All liberal democracies are representative democracies, or governments in which representatives are elected by the people through free and fair elections. Some might, however, be constitutional monarchies or federal republics rather than full democracies. In a constitutional monarchy, the figurative head of the government is often determined by heredity, but members of the legislature and other officials, such as a prime minister, are elected by the people. In a federal republic, the national government's power is somewhat limited, and power also is divided among regional governments.
Systems of Referenda
Some liberal democracies have additional systems of referenda — or public votes on proposed measures — to give citizens who are eligible to vote the possibility to overrule the decisions of the elected legislature or even to make decisions without giving the legislature a say. The political systems in other countries have referenda to a lesser degree. The use of referenda in a liberal democracy's political system could help prevent it from evolving into an oligarchy.

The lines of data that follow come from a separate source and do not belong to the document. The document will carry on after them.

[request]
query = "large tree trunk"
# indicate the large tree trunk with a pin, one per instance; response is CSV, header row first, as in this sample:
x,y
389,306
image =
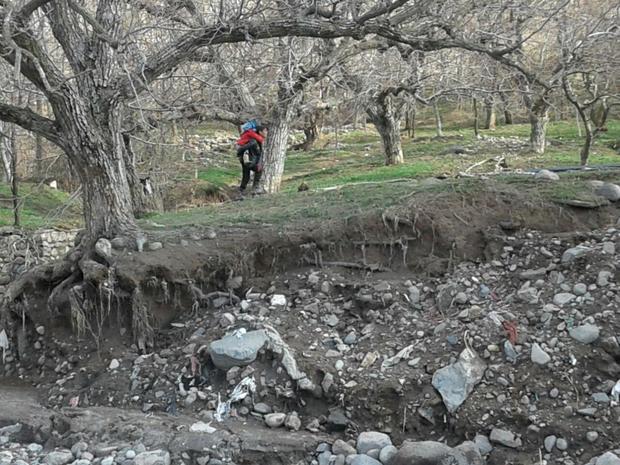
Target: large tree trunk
x,y
438,122
410,117
386,119
490,122
5,156
14,177
587,145
38,147
539,118
476,118
507,113
276,144
96,149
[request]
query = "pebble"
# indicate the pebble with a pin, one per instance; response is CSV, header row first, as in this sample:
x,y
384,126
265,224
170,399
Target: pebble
x,y
550,442
538,355
275,420
586,334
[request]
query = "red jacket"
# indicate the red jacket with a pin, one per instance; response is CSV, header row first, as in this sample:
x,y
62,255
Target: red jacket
x,y
249,135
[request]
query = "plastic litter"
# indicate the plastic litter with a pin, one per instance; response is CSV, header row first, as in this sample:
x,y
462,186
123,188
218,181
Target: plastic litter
x,y
246,386
201,427
457,381
396,359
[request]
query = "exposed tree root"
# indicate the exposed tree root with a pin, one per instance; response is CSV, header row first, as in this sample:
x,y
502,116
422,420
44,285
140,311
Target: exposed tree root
x,y
375,267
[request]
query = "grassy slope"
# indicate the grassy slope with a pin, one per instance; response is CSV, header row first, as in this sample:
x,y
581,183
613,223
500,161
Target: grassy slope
x,y
39,207
360,157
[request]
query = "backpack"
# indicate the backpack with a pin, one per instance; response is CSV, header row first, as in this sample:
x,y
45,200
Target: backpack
x,y
250,125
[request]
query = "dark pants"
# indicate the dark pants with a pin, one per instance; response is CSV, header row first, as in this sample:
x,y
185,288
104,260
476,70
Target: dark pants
x,y
255,164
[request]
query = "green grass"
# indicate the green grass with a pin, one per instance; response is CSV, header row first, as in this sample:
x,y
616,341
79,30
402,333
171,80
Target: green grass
x,y
359,157
38,205
318,209
358,164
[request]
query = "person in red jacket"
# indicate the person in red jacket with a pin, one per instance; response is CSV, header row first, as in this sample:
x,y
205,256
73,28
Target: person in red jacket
x,y
250,153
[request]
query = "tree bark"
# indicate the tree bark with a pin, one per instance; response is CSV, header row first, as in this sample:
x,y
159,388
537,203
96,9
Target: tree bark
x,y
587,144
95,147
539,118
490,122
386,119
476,118
410,121
14,177
5,155
38,147
275,152
438,122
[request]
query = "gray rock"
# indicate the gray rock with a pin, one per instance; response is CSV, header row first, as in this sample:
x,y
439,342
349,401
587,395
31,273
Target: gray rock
x,y
528,295
436,453
550,442
341,447
94,271
324,458
563,298
119,243
609,191
262,408
364,460
608,458
386,454
483,444
369,440
601,398
60,457
156,457
546,175
153,246
327,383
561,444
275,420
337,420
538,355
580,289
292,422
233,350
586,334
574,253
510,352
505,438
457,381
414,295
603,278
444,297
103,247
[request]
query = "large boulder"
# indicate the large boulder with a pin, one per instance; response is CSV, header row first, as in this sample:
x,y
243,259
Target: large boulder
x,y
237,349
609,191
437,453
457,381
370,440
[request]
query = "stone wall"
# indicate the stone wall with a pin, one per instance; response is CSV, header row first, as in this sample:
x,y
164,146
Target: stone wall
x,y
21,250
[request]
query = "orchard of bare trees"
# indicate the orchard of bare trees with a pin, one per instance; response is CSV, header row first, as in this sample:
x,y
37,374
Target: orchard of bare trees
x,y
92,77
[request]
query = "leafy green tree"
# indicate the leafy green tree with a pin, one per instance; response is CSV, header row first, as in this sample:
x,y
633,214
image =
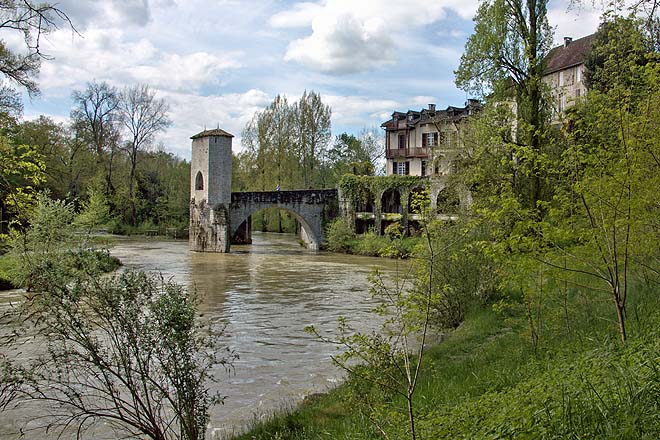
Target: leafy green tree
x,y
21,173
313,136
143,116
618,41
33,21
506,55
126,351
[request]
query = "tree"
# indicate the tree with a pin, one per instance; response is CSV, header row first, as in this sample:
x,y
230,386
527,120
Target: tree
x,y
143,115
619,40
96,117
65,159
313,126
32,20
21,172
125,350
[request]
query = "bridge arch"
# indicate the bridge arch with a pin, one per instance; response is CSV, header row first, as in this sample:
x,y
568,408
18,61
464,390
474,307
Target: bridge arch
x,y
311,208
309,235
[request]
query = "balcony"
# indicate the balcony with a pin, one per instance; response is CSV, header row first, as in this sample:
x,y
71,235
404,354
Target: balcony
x,y
393,153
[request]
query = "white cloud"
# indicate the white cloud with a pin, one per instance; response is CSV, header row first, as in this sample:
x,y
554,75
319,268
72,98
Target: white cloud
x,y
104,54
192,114
86,14
359,110
301,15
349,36
575,22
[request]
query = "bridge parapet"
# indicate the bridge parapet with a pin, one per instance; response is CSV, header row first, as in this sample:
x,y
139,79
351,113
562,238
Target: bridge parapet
x,y
306,196
312,208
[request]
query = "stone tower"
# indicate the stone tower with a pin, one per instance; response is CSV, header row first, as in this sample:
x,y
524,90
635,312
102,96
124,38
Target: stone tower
x,y
210,191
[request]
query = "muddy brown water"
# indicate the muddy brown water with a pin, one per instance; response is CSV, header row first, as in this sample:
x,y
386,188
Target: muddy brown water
x,y
264,295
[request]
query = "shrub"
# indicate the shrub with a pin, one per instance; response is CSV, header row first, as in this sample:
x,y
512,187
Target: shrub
x,y
339,236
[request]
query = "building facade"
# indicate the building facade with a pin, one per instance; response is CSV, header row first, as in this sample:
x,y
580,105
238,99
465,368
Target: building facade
x,y
425,142
564,72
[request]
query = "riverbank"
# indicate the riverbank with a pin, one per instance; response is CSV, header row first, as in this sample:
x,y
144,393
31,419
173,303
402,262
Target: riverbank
x,y
106,262
488,380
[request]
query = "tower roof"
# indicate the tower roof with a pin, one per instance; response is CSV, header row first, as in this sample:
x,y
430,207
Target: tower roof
x,y
214,132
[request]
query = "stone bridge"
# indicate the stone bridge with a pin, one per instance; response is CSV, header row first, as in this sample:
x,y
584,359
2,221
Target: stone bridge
x,y
311,208
219,217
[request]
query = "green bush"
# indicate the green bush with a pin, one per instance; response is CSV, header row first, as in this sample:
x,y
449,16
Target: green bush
x,y
339,236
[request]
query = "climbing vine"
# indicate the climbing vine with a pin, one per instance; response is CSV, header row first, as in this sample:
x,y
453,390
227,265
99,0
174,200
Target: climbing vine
x,y
358,188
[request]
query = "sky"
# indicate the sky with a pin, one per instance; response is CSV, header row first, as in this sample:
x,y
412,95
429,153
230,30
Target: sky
x,y
218,62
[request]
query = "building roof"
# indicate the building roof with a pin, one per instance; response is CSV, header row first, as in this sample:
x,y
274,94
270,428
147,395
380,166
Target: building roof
x,y
570,55
414,117
214,132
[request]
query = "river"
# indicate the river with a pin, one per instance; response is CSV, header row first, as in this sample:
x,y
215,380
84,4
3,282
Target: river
x,y
264,295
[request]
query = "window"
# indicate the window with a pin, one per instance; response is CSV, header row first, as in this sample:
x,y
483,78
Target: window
x,y
199,181
402,141
449,138
429,139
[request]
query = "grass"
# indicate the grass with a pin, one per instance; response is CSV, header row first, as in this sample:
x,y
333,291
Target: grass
x,y
486,380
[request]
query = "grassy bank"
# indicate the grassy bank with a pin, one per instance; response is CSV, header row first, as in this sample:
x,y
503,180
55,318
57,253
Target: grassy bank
x,y
487,380
101,258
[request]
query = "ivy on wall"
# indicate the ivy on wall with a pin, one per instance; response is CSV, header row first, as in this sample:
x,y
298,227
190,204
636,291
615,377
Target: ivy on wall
x,y
358,189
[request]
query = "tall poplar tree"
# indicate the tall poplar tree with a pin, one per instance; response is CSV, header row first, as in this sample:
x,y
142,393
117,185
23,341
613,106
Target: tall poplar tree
x,y
504,58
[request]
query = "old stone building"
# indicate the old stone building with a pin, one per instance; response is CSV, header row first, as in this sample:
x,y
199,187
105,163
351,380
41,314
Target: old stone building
x,y
425,142
564,72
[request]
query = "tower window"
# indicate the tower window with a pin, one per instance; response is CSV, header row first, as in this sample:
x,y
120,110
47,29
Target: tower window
x,y
199,181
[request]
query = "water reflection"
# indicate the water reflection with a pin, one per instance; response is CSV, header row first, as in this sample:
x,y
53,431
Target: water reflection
x,y
265,294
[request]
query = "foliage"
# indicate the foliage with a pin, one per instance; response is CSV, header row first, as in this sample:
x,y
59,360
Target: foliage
x,y
339,236
390,359
124,350
21,172
31,20
358,189
618,41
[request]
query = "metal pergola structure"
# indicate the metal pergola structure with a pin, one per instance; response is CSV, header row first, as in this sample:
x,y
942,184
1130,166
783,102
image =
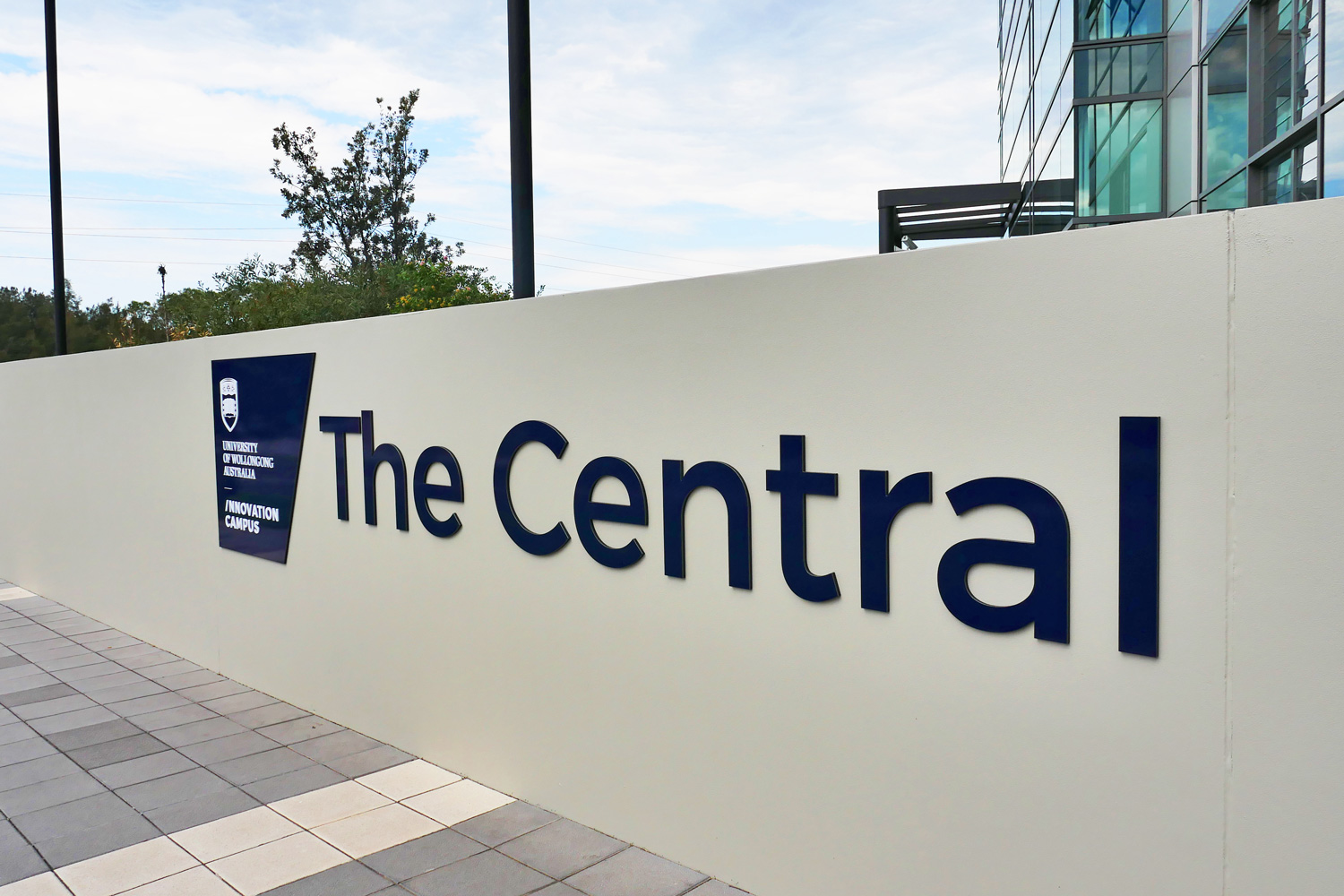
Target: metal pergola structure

Many people would argue that a liberal democracy isn't democratic or liberal. They would argue that a liberal democracy does not respect the will of the people except when citizens are asked to vote for their representatives, and that liberty is restricted by the constitution or by precedent. Critics would argue that, by denying citizens the right to cast votes on all issues — especially serious matters such as going to war or constitutional amendments — a liberal democracy is a precursor of an oligarchy, or a government that is controlled by the elite few. Others would say that only a liberal democracy can guarantee the individual liberties of its citizens and prevent the development into a dictatorship. Unmoderated majority rule could, in their view, lead to the oppression of various minority groups.